En el mundo del rock, pocas canciones han alcanzado la inmortalidad tan rápido como “Under Pressure” de Queen.
Lanzada como sencillo en octubre de 1981, esta colaboración entre Queen y David Bowie se convirtió en un fenómeno global casi de inmediato: número uno en el Reino Unido —el segundo de la banda en su país— y éxito en más de diez países, incluyendo Estados Unidos y Australia. Decenas de años después sigue sonando fresca, urgente y absolutamente adictiva. Sin embargo, uno de sus creadores nunca terminó de aceptarla: Brian May.
Todo comenzó en una sesión improvisada y caótica en los Mountain Studios de Montreux, Suiza. Queen estaba grabando material para lo que sería el álbum Hot Space, un disco que marcaba un giro radical hacia el funk y la música disco.
Bowie, que se encontraba por la zona, pasó por el estudio y, en una de esas noches legendarias del rock, se sumó al proceso. La canción surgió de forma espontánea, entre risas, discusiones y mucha presión creativa.
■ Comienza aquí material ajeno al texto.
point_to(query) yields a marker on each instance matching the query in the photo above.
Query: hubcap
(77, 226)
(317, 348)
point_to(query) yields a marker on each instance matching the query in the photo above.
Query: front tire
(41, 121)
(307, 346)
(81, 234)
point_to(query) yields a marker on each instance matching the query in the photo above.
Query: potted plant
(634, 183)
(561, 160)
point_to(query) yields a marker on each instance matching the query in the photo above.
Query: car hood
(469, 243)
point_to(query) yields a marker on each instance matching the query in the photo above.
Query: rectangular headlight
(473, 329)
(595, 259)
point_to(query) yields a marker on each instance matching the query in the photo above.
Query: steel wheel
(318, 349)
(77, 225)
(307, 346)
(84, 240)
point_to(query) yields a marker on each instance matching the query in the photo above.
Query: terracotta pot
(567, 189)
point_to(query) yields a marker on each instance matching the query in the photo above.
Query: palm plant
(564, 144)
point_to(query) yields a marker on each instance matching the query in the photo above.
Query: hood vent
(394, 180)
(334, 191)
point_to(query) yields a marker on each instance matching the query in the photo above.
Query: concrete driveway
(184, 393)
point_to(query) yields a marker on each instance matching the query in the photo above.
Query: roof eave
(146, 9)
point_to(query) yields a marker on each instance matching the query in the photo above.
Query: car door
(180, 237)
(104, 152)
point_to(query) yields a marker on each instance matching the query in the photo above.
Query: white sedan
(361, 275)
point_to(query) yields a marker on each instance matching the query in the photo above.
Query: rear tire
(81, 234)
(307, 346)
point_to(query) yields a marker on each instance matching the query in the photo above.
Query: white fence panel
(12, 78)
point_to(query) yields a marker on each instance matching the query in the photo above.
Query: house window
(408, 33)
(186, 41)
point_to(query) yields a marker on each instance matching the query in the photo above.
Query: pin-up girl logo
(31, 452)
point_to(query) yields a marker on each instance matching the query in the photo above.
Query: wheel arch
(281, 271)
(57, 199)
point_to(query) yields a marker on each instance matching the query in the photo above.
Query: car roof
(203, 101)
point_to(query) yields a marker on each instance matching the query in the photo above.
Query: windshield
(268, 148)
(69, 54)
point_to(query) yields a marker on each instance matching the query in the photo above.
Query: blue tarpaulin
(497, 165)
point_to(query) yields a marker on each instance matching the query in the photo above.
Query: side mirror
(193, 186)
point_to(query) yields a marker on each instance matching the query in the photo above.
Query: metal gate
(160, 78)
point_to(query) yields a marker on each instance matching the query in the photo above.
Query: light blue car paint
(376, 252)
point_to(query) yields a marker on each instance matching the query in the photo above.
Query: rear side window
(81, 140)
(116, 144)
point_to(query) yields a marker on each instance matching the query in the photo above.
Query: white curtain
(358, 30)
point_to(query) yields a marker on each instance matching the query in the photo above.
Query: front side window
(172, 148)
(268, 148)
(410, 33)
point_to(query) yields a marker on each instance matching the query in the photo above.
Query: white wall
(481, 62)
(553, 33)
Lo que empezó como un riff potente y cargado de guitarras se transformó, en la mezcla final, en algo completamente distinto.
Brian May siempre ha sido sincero al respecto
El guitarrista de Queen confesó que el arreglo original era “masivamente impulsado por acordes” y que la guitarra eléctrica pesada recordaba el sonido de The Who, sus héroes de la invasión británica.
“Estaba radiante con ese sonido”, recordaba.
Pero Bowie tenía otras ideas. El duque blanco se encargó de gran parte de la mezcla y, según el guitarrista, eliminó gran parte de las guitarras potentes. El riff principal, que May había grabado con su Red Special, fue sustituido por partes acústicas más suaves.
“Nunca me gustó, para ser honestos”, admitió el músico en más de una ocasión. Freddie Mercury y Bowie, dos personalidades tan carismáticas como temperamentales, terminaron discutiendo acaloradamente por la mezcla, y el resultado final dejó a May con la sensación de que se había perdido parte de la identidad sonora de Queen.
A pesar de todo, Brian May reconoce el valor de la canción. “Funciona. Es un punto de vista y lo ha hecho muy bien. La gente la ama”, ha dicho. En las giras posteriores, el guitarrista siempre interpretó “Under Pressure” con una versión más cercana a su idea original, cargada de distorsión y energía rockera, como si intentara recuperar en el escenario lo que la mezcla de estudio le había quitado.